Why Everyone Should Watch “The Lord of The Rings” Movies

Cover image that says "Laura's Love of Lord of the Rings: Part 1"


If you’ve read any of my other blogs, you’d know that I am a lover of all things fantasy. I pretty much essentially only read fantasy. I play mostly fantasy video games. If I could dress in fantasy inspired clothing every day, I absolutely would. My love of fantasy started pretty young, but the one franchise that really solidified it for me was “The Lord of the Rings.”

I first saw the movies when I was about 12 years old. From that point on, I have consistently watched them at LEAST once a year. I genuinely believe that everyone should watch those movies, regardless of whether they’re into fantasy or not. Here’s my top 3 reasons why:

1- We owe a lot of modern fantasy to Tolkien.

J.R.R. Tolkien | Biography, Books, Movies, & Facts | Britannica

Like it or not, fantasy as a genre is here to stay. More and more fiction books are published each year, and more and more of those are fantasy. In fact, over $590 million dollars worth of science fiction and fantasy books were sold in 2023. Clearly I am not the only one who connects more with make believe worlds than with our own. The more fantasy that we see in our every day life, the more we have to thank J.R.R. Tolkien. It is not uncommon to see Tolkien called “The father of modern fantasy,” and for good reason. I think Terry Pratchett (another absolutely fantastic author) said it best:

J.R.R. Tolkien has become a sort of mountain, appearing in all subsequent fantasy in the way that Mt. Fuji appears so often in Japanese prints. Sometimes it’s big and up close. Sometimes it’s a shape on the horizon. Sometimes it’s not there at all, which means that the artist either has made a deliberate decision against the mountain, which is interesting in itself, or is in fact standing on Mt. Fuji.

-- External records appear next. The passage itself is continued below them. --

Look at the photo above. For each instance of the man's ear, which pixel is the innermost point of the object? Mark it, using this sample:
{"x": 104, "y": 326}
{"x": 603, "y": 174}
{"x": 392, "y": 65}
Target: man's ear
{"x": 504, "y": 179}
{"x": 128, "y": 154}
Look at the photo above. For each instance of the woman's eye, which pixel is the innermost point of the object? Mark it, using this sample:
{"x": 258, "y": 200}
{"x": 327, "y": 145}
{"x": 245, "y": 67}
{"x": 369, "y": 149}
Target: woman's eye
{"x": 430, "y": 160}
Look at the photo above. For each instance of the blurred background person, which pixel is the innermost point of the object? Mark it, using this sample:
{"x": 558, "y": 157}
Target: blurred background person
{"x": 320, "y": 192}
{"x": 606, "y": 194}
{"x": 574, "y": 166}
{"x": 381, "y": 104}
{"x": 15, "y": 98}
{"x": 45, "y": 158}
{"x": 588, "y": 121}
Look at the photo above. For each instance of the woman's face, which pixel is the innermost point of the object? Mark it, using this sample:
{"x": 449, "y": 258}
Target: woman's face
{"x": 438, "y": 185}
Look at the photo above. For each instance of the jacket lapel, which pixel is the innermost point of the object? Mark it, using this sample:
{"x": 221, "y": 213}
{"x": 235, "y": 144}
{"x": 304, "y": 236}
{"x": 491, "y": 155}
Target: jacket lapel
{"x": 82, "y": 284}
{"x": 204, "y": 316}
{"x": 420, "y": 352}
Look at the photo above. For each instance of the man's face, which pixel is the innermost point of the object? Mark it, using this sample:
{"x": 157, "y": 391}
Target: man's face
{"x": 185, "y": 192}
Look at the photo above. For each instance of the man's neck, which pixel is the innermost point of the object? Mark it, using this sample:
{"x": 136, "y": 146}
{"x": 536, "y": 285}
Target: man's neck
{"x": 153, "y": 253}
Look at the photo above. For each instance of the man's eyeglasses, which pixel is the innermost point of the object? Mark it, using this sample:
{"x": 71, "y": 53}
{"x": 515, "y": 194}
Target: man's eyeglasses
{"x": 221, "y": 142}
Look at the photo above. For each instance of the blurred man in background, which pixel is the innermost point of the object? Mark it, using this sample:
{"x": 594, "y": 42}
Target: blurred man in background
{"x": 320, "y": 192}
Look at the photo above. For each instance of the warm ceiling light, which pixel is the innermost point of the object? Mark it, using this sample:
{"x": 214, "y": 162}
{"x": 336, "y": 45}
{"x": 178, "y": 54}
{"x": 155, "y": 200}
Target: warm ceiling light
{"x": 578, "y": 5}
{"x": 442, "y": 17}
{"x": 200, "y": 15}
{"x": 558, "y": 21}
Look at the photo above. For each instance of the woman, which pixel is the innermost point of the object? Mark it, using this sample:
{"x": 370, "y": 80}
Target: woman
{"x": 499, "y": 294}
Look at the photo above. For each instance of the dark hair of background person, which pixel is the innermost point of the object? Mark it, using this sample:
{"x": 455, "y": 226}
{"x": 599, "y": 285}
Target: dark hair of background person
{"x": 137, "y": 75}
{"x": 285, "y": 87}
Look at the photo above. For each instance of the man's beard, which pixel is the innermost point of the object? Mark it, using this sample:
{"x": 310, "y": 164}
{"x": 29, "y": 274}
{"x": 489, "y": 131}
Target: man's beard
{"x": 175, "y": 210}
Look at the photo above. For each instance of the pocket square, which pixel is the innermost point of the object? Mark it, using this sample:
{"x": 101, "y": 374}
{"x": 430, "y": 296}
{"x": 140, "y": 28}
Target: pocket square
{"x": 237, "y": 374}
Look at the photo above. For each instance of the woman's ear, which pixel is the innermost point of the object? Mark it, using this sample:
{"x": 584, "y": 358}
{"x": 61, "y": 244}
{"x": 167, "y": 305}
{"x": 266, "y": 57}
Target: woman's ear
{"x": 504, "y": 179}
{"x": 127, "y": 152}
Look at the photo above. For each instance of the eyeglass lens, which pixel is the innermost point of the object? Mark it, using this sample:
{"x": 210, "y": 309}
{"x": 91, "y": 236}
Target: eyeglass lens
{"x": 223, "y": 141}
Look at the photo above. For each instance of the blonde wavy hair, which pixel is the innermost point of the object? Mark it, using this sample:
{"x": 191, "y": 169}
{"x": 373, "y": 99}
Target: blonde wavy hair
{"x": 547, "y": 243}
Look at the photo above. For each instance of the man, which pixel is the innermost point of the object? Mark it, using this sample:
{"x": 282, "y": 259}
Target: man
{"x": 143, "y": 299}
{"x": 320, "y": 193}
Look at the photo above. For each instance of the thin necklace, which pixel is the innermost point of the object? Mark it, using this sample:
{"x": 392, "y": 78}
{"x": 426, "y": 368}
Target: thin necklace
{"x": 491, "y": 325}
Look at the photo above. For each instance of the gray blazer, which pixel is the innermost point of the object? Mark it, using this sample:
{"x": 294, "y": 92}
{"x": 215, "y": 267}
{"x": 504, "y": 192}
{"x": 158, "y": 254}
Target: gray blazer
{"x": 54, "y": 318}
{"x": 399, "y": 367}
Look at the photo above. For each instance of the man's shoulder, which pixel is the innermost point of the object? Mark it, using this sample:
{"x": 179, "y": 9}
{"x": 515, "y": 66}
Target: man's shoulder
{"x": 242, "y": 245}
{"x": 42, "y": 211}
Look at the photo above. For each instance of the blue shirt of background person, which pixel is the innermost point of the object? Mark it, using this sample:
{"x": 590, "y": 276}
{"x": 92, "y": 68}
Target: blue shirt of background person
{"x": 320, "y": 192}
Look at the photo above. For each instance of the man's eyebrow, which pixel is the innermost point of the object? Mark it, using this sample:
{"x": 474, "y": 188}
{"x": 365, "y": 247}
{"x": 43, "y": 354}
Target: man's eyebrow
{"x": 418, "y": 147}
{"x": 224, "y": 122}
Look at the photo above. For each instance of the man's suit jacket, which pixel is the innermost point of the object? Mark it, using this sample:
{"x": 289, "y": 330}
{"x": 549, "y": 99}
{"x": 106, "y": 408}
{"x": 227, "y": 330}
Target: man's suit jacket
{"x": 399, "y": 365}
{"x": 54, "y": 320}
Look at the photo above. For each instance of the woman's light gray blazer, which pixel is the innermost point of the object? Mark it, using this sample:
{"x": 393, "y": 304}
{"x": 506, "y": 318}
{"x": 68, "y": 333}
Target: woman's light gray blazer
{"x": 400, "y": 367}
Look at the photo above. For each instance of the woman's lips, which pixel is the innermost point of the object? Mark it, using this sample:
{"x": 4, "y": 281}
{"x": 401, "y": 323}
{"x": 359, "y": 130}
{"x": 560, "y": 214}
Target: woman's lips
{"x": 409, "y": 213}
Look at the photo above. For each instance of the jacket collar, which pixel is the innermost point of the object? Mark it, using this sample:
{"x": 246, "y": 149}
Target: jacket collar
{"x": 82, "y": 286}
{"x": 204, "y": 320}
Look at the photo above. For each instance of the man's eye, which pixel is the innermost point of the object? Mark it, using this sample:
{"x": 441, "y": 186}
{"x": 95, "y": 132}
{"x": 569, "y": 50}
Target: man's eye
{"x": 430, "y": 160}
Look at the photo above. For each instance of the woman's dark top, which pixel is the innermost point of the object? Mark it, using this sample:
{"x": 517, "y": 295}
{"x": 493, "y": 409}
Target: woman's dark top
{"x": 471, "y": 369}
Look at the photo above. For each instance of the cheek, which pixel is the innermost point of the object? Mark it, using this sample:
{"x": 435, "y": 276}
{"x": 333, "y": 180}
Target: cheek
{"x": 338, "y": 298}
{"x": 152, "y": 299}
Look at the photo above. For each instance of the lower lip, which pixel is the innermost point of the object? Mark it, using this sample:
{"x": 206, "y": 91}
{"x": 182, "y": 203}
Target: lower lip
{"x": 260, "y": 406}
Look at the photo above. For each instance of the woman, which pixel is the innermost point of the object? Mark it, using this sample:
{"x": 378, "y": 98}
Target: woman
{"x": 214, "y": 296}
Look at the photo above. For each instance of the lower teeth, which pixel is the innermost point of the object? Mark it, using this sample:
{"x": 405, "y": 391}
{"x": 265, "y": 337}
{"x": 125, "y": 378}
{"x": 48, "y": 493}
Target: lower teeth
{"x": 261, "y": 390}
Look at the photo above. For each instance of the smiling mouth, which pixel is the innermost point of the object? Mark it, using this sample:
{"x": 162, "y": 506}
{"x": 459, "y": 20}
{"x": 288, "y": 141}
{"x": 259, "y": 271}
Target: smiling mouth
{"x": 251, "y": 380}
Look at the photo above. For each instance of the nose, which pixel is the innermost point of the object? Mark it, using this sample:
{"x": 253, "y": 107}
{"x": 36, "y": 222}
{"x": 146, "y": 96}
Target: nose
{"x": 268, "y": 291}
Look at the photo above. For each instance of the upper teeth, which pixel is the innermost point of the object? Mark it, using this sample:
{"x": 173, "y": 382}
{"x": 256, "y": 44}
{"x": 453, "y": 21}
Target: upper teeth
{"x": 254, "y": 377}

Tolkien was so influential to fantasy that that topic alone has its own Wikipedia page. Many of the tropes we associate with the genre actually started with Lord of the Rings. For example, while the great author didn’t invent the concept of multiple fantastical races like elves and dwarves, our modern conceptions of them have roots in his depictions. In many ways, he standardized their image. He also was one of the first to successfully market a fully realized new world with its own languages, geography, lore, and more. Even the plot of many novels, with an unlikely hero having to save the world, can be traced back to him. Essentially, if you have any interest in fantasy, watching Lord of the Rings will give you a good idea of where it all started.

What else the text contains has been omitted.